Reviewers found the depiction of Wolff's childhood and coming-of-age effective. For The New York Times, Joel Conarroe suggested the book offered insight into "how a troubled boy's experiences became a mature artist's material".
Charles Solomon of the Los Angeles Times wrote "He was clearly an incorrigible thug as a youth, but his pain is so overwhelming that the reader longs to comfort him rather than discipline him." And Kirkus Reviews found "familiar boyhood rituals" described in a way the reader may not have seen before.

Wolff's writing was praised by multiple reviewers. Publishers Weekly found a "customary skill and self-assurance" in the storytelling. Kirkus Reviews called the memoir "lucid" and "precise". Conarroe described the work as "literate and entertaining". Reviewers and academics have discussed the directness, efficient pace and episodic structure of Wolff's style. Solomon described "vigorous, straightforward prose" without attempt to soften the story. Clifford Thompson of The Threepenny Review highlighted the book's honesty and perceptiveness, also noting the lack of excuses on the author's part. Thompson used the sport of boxing as a metaphor for the writing, suggesting that the sentences "contain the force of punches" and praising an efficiency in stringing together meaningful sentences.

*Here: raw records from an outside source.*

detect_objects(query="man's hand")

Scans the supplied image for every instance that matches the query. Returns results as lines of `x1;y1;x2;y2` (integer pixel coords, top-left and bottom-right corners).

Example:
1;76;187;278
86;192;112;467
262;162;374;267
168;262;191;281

Kirkus Reviews described how Wolff sets a dark tone at the start, leading to a series of dark "episodes". Martin Scofield described the structure similarly, highlighting the "short-story-like episodes" that worked together to produce the whole, also finding a sense of immediacy throughout.

The memoir was adapted into a screenplay by Robert Getchell for the 1993 film This Boy's Life, directed by Michael Caton-Jones. Getchell told Patrick Goldstein of the Los Angeles Times that he was "surprised" how the book reminded him of emotions he had experienced in his youth; Goldstein reported that Caton-Jones had felt a similar identification with the material. The book has been used in secondary education; teaching critical reading, Lori Mayo explained in The English Journal how she used a scene in which Wolff described salmon dying after spawning upstream as an example of symbolism or foreshadowing, the scene giving a sense of problems to come.